Peter didn’t like to get up from his comfortable Morris chair, but he did what his wife asked him. She inspected him on all sides and exclaimed, “Peter, you must go on a diet; you’re getting ombongpoing!” She said this in horrified tones, and Peter was frightened, because it sounded like a disease. But Gladys added: “You can not be a romantic figure on a lecture platform if you’ve got a bay-window!”
Peter found it interesting to be talked about, so he asked again why Gladys thought he was romantic. There were several reasons, she said, but the main one was that he had been a dangerous criminal, and had reformed, which pleased the church people; he had made a happy ending by marriage, which pleased those who read novels.
“Is that so?” said Peter, guilelessly, and she assured him that it was. “And what else?” he asked, and she explained that he had known intimately and at first hand those dreadful and dangerous people, those ogres of the modern world, the Bolsheviks, about whom the average man and woman learned only thru the newspapers. And not merely did be tell a sensational story, but he ended it with a money-making lesson. The lesson was “Contribute to the Improve America League. Make out your checks to the Home and Fireside Association. The existence of your country depends upon your sustaining the Patriot’s Defense Legion.” So the fame of Peter’s lecture would spread, and the Guffeys and Billy Nashes of every city and town in America would clamor for him to come, and when he came, the newspapers would publish his picture, and he and his wife would be welcomed by leaders of the best society. They would become social lions, and would see the homes of the rich, and gradually become one of the rich.

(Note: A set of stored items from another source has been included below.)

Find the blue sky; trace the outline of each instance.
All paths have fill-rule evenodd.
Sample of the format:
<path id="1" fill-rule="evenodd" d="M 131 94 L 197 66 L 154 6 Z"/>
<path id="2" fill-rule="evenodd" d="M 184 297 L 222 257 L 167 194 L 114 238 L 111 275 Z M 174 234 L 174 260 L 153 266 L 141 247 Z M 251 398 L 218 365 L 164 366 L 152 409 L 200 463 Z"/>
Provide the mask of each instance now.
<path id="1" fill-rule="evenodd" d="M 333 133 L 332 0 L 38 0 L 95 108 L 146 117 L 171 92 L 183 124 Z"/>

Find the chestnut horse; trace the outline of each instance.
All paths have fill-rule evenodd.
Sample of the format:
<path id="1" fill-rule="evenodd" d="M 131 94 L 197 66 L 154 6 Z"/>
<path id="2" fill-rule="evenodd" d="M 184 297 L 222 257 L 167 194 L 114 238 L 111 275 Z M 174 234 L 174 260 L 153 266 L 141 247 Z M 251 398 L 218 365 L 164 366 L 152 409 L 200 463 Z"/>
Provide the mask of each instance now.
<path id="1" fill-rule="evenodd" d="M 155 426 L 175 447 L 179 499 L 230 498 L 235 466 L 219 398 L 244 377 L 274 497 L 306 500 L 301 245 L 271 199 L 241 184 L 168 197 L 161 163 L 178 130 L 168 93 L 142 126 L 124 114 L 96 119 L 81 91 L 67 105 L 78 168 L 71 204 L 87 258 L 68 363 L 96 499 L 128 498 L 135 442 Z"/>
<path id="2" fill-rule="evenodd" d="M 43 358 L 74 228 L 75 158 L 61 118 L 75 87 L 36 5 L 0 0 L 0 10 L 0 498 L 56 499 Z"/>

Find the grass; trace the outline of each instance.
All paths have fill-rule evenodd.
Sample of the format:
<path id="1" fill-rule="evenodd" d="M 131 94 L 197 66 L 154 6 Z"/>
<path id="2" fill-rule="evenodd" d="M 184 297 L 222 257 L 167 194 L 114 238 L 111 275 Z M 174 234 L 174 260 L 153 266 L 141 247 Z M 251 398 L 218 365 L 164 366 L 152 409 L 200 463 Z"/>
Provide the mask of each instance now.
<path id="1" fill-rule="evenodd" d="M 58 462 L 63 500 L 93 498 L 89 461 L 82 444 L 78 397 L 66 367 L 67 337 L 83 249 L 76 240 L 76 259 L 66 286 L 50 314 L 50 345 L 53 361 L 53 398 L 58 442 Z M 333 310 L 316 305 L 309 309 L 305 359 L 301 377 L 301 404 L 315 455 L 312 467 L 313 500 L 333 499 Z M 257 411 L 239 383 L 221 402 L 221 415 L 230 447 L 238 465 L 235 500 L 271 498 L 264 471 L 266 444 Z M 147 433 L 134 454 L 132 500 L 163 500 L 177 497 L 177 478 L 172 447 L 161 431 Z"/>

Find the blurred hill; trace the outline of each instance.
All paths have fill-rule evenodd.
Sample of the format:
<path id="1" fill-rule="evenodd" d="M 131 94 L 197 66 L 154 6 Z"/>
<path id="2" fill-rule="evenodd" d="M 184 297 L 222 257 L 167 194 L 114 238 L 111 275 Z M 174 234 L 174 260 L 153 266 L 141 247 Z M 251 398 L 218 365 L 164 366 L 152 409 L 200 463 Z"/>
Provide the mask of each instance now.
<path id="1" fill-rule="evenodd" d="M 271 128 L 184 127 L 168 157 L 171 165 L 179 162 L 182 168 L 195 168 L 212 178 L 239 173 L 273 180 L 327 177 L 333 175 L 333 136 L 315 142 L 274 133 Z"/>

Gladys looked her spouse over again, as they started to their sleeping apartment. Yes, he was undoubtedly putting on “ombongpoing”; he would have to take up golf. He was wearing a little American flag dangling from his watch chain, and she wondered if that wasn’t a trifle crude. Gladys herself now wore a real diamond ring, and had learned to say “vahse” and “baahth.” She yawned prettily as she took off her lovely brown “tailor-made,” and reflected that such things come with ease and security.
Both she and Peter now had these in full measure. They had lost all fear of ever finding themselves out of a job. They had come to understand that the Red menace is not to be so easily exterminated; it is a distemper that lurks in the blood of society, and breaks out every now and then in a new rash. Gladys had come to agree with the Reds to this extent, that so long as there is a class of the rich and prosperous, so long will there be social discontent, so long will there be some that make their living by agitating, denouncing and crying out for change. Society is like a garden; each year when you plant your vegetables there springs up also a crop of weeds, and you have to go down the rows and chop off the heads of these weeds. Gladys’ husband is an expert gardener, he knows how to chop weeds, and be knows that society will never be able to dispense with his services. So long as gardening continues, Peter will be a head weedchopper, and a teacher of classes of young weedchoppers.